How can preeclampsia affect your health or the health of your baby? Unresolved blood pressure issues are dangerous to you because of the risk of stroke, coma, or blood vessel damage. The only “cure” for preeclampsia is to deliver the baby. Obviously, for your baby, pre-term delivery and subsequent low birth weight are major causes for concern.
What are the tests for preeclampsia?
Preeclampsia can be detected through regular blood pressure monitoring, testing the protein levels in your urine, and monitoring your weight gain during pregnancy. If any of these routine tests show cause for concern, your physician may require additional, more in-depth tests, such as blood tests to check your liver and/or kidney functions, and/or a 24-hour urine collection test.
What causes preeclampsia?
Although the causes of preeclampsia are still unknown, it is more likely to develop in women who are pregnant with their first child, women who are younger than 20 and older than 40, women carrying more than one baby, and women who have had preeclampsia during a previous pregnancy. Other risk factors include chronic hypertension, chronic renal disease, autoimmune disorders and diabetes. Some studies suggest that women who are inactive with a body mass index (BMI) of 30 or higher are at an increased risk for developing the disorder.
What are the treatment options for preeclampsia?

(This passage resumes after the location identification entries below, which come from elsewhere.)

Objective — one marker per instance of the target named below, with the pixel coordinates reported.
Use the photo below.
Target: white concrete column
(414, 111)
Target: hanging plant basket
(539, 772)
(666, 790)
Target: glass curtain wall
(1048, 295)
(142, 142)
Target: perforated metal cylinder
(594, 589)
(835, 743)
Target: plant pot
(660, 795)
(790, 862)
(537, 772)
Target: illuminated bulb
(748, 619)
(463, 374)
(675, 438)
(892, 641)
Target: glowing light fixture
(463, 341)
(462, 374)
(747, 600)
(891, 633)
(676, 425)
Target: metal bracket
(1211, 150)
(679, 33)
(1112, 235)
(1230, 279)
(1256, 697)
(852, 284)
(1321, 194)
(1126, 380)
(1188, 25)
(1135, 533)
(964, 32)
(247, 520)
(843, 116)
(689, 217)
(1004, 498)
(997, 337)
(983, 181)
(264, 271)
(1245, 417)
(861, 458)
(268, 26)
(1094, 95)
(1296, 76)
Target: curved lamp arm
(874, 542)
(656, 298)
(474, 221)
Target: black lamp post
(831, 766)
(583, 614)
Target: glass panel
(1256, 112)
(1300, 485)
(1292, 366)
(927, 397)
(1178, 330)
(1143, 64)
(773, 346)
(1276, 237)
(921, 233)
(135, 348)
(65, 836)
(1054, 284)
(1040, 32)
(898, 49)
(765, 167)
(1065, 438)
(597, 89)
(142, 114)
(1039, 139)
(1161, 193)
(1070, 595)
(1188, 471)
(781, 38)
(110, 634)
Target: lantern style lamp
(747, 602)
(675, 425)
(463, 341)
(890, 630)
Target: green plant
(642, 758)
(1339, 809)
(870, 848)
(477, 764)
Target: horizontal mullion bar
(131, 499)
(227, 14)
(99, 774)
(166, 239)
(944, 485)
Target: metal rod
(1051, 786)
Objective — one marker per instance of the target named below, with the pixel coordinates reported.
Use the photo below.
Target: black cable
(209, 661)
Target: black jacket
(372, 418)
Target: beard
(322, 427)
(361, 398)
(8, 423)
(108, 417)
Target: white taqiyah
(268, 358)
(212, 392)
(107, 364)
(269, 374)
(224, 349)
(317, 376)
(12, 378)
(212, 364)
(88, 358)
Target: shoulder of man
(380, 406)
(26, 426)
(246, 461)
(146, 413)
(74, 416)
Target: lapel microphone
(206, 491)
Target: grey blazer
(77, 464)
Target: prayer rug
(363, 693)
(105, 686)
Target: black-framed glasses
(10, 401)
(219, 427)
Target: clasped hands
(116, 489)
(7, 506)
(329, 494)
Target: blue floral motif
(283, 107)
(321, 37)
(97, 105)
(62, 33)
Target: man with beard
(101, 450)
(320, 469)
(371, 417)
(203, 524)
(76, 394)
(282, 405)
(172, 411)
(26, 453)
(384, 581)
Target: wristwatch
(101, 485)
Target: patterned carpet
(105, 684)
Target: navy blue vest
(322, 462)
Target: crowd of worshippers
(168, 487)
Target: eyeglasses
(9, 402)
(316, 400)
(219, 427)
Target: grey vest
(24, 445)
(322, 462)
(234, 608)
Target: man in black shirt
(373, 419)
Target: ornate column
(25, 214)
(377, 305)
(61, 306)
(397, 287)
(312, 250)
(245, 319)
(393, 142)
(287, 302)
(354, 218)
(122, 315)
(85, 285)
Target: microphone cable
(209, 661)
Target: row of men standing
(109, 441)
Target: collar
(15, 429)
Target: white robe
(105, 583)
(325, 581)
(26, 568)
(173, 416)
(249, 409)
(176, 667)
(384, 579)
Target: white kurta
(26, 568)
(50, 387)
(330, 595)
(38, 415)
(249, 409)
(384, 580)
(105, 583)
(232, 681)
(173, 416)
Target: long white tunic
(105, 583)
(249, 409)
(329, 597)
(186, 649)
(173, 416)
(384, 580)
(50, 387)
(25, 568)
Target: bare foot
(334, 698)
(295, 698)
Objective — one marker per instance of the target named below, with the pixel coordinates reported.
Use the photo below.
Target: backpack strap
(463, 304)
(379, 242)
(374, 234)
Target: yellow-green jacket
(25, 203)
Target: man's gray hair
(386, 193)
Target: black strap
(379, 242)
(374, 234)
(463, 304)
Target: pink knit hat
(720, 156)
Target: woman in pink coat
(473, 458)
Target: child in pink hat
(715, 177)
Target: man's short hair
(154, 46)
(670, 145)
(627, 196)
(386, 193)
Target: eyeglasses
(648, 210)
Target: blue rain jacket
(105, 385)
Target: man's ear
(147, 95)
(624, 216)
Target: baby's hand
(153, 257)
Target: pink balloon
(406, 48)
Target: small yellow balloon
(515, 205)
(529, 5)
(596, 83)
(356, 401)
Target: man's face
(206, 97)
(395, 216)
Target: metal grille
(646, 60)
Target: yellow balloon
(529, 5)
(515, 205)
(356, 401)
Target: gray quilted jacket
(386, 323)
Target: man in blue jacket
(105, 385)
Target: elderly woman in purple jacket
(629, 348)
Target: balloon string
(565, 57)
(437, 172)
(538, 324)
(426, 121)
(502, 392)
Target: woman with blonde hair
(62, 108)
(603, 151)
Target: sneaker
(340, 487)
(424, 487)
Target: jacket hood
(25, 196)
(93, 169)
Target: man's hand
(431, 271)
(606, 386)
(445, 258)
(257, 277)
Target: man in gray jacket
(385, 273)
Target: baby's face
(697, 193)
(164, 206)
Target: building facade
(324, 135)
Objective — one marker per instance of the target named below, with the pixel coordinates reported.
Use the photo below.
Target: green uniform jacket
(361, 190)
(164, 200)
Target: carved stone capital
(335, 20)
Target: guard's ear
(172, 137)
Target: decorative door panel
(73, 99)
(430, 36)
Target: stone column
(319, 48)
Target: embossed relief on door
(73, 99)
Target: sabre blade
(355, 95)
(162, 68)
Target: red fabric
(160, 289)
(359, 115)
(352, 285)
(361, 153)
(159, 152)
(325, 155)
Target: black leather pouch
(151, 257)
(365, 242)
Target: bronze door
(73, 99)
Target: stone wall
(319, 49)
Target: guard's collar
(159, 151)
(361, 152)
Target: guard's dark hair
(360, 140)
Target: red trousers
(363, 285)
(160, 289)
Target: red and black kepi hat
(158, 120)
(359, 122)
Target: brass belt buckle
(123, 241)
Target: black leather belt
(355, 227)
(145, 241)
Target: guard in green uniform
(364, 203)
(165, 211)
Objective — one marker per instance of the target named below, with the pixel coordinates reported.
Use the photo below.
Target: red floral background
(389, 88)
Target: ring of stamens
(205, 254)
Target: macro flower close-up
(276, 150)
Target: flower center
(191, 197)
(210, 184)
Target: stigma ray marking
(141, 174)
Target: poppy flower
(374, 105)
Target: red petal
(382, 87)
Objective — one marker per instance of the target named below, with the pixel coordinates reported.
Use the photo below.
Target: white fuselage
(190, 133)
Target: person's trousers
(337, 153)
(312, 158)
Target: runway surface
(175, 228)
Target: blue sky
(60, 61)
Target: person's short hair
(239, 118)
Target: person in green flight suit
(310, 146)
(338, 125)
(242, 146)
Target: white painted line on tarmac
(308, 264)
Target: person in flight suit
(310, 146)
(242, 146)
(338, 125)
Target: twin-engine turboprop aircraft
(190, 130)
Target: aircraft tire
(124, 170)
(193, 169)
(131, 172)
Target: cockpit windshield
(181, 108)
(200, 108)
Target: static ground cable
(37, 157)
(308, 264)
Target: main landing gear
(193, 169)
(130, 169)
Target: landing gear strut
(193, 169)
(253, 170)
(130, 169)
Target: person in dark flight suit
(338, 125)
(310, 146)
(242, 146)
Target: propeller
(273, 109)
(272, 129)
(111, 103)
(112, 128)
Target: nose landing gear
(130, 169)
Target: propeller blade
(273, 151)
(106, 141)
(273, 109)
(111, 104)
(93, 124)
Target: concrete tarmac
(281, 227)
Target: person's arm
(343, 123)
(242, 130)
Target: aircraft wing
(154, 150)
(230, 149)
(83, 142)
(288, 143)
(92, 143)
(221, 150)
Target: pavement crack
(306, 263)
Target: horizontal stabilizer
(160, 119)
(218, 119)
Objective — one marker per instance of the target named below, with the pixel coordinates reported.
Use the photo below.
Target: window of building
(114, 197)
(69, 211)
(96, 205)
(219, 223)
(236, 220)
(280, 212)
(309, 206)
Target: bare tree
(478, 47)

The best defenses against preeclampsia are things you’re probably already doing: eating a healthy, balanced diet, including fresh raw fruit and vegetables; taking a prenatal vitamin and folic acid supplement; avoiding excessive salt; drinking plenty of water; and doing regular moderate exercise. More advanced cases of preeclampsia may require hospitalization and/or administering medication to prevent possible seizures. Both mother and baby will be closely followed for the duration of the pregnancy with frequent blood tests, ultrasounds, and fetal monitoring. In some cases, physicians may recommend bed rest.
If you suffer from preeclampsia during pregnancy, what does it mean for your future health?
For the majority of women, the issues of preeclampsia resolve themselves soon after delivery. Women with a previous history of preeclampsia should have any subsequent pregnancies supervised by an obstetrician. The single greatest risk factor for developing preeclampsia is a history of having had it before.